Je te l’avoue, maintenant, tu étais un exemple, pour moi. A tant d’égards. Un grand Homme.

J’ai aussi ce souvenir d’une intervention commune à l’ENM, à Bordeaux. Avant et après l’intervention, toutes et tous venaient t’entourer. Ton charme, ton charisme happaient forcément. J’étais là un peu comme si j’étais celui qui portait tes valises. Cela nous a fait beaucoup rire, depuis. Souviens-toi de ma cravate, que tu m’as tant moquée. C’était avant ma chemise à carreaux…

Allez, merde. C’est bon, reviens. Je vais les porter tes valises, je m’en fous, en vrai. Du moment que je peux passer un peu de temps à tes côtés, à rire aux larmes, boire jusqu’à plus soif, enfin vivre, quoi.

Reviens, promis, on les enverra chier, avec leur COVID, qui fait qu’on ne voit aujourd’hui les potes qu’à l’occasion des mauvaises nouvelles… On va bien trouver un troquet qui a quelques bouteilles… et se la boire, cette coupette (enfin ces).

Non, je sais bien que tu ne reviendras pas…

Je te souhaite d’être en paix, là où tu es. J’ai des grosses pensées pour tes enfants. Ils auront de quoi être fier de leur papa, des valeurs que, je suis sûr, tu leur a inculquées.

Chienne de vie, quand-même. On ne le dira jamais assez, ce sont les meilleurs qui partent en premier. Une fois de plus ça se vérifie.
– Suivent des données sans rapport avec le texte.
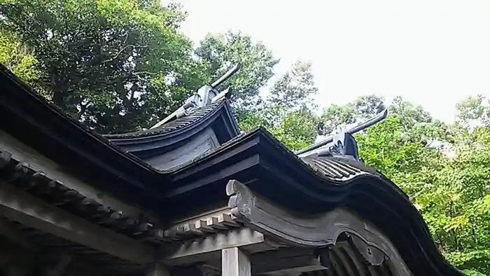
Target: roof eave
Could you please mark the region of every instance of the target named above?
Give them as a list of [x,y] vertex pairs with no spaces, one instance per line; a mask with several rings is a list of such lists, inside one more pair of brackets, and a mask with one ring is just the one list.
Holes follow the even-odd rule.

Merde.

Ce soir, je suis effondré. Tu n’es plus là. Je lis tous ces gens qui te connaissaient, et énumèrent leurs anecdotes avec toi, ce que tu leur inspirais. Des centaines de messages. J’alterne les larmes et les rires.

Voilà, c’est mon dernier Mô.

Il y a peu de gens qui font l’unanimité, dans la vie, et c’est bien normal. Mais quelques uns, rares, la touchent presque. Tu faisais partie de ces gens-là.

Au-revoir, Jean-Yves Moyart,

Au revoir, Maitre,

Salut, Maitre Mô,

Adieu, mon Ami.

Je t’aime. Et tu me manques tant. Déjà.